In short, people weren’t entirely sure what they were getting, or how it was any different, beyond the presentation, from what they had.
They were not helped by Miliband’s image. The Blair years had changed what the UK expected of their leader. David Cameron was heralded as the ‘heir to Blair’ due to his ability to speak clearly, be mildly self-deprecating and not entirely commit to any sort of policy beyond presenting a good image of himself. Miliband on the other hand suffered from, well, geekiness. His resemblance to Wallace from Wallace and Gromit, his unmanageable hair and particularly his voice became ways of attacking him. He lacked the alpha-male confidence required, which led to hesitation and soundbite mangling.
The problem can be expressed quite simply: “I can’t see him as Prime Minister”.
UK Labour remain neck and neck in the polls, despite being up against the most unpopular Government in two decades. Miliband’s personal ratings are the lowest of any leader of Labour since 1979, lower even than Michael Foot and Neil Kinnock, who presided over their 1980’s nadir. The problem can be expressed quite simply: “I can’t see him as Prime Minister”. If that concept, that narrative, is entrenched within the public consciousness early on, it is nigh on impossible to shake. And while it seems Labour may gain a slim majority, or end up as the biggest party, it’s commonly accepted that this is despite Miliband, rather than because of him.

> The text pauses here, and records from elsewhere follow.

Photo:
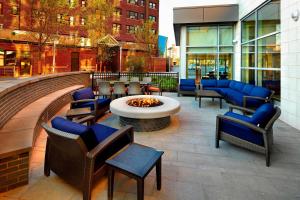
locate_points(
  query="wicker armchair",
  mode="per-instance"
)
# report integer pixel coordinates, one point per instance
(77, 153)
(254, 133)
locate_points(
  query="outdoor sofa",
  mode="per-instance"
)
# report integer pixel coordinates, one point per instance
(251, 132)
(239, 93)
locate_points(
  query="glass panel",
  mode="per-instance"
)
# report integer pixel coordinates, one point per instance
(226, 35)
(270, 79)
(248, 55)
(248, 76)
(269, 52)
(206, 62)
(202, 50)
(226, 49)
(248, 28)
(225, 66)
(202, 36)
(268, 18)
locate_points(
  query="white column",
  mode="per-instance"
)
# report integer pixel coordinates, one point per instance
(182, 69)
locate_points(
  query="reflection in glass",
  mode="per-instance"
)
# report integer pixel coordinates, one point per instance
(248, 55)
(269, 52)
(248, 28)
(268, 18)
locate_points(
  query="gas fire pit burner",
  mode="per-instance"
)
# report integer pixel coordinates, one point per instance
(145, 112)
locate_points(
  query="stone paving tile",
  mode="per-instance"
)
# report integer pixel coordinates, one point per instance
(192, 167)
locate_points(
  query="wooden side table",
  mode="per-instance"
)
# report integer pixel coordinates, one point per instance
(136, 161)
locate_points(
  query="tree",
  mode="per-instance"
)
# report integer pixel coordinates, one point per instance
(146, 35)
(47, 22)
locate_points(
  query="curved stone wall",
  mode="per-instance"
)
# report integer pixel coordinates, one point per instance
(16, 97)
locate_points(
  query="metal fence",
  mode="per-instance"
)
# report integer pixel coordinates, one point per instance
(168, 80)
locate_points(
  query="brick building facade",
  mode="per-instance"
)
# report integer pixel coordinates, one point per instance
(18, 55)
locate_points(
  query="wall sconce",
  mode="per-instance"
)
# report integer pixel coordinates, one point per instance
(295, 15)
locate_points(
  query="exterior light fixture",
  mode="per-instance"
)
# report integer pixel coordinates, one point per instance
(295, 15)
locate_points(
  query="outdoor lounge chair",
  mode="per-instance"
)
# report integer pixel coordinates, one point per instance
(253, 133)
(85, 98)
(77, 153)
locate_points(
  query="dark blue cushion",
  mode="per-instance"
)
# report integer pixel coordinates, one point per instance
(209, 83)
(86, 93)
(247, 89)
(263, 114)
(238, 86)
(241, 131)
(187, 82)
(187, 87)
(83, 131)
(223, 83)
(102, 132)
(260, 92)
(100, 102)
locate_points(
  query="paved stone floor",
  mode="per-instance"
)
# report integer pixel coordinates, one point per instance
(193, 169)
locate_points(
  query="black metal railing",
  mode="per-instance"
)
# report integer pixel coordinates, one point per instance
(168, 80)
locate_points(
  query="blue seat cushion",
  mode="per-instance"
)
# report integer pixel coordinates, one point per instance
(209, 83)
(102, 132)
(241, 131)
(83, 131)
(247, 89)
(187, 87)
(223, 83)
(101, 103)
(190, 82)
(263, 114)
(86, 93)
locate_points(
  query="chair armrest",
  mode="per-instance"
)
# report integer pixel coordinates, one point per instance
(127, 130)
(231, 107)
(247, 124)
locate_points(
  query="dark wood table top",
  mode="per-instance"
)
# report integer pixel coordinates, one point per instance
(208, 93)
(136, 159)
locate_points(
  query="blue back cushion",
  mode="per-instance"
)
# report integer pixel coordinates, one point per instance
(223, 83)
(83, 131)
(263, 115)
(247, 89)
(187, 82)
(86, 93)
(209, 83)
(260, 92)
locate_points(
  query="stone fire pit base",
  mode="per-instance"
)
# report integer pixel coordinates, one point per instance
(146, 125)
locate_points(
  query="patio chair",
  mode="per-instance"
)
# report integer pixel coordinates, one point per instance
(254, 133)
(187, 87)
(134, 88)
(77, 153)
(104, 89)
(85, 98)
(119, 89)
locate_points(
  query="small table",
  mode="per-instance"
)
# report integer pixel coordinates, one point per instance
(208, 94)
(136, 161)
(78, 113)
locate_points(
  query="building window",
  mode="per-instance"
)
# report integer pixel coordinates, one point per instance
(15, 10)
(152, 18)
(261, 55)
(210, 51)
(152, 5)
(131, 29)
(116, 28)
(132, 15)
(134, 2)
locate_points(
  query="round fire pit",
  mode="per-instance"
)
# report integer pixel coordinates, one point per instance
(145, 112)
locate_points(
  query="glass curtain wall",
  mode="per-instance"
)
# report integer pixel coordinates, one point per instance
(261, 47)
(210, 51)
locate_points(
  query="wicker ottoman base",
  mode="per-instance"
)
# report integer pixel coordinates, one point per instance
(146, 125)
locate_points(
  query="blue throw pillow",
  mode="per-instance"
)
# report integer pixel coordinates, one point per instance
(83, 131)
(263, 115)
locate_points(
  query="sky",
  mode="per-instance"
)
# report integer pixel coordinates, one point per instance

There are clear lessons for Andrew Little. He must find a suitable response to any claims of his leadership’s debt to unions, he must clearly define himself in opposition as opposition in both response and policy, and his media management and presentation must surpass each of Helen Clark’s successors and even eclipse her later years. This will require a higher level of individual leadership and party cohesion than Labour have been used to in the recent past. Because the quality and ruthlessness of the National media operation has not changed, and remains a significant force in establishing the narrative about Little’s Labour Opposition, and a crucial barrier to aspirations of a Labour Government.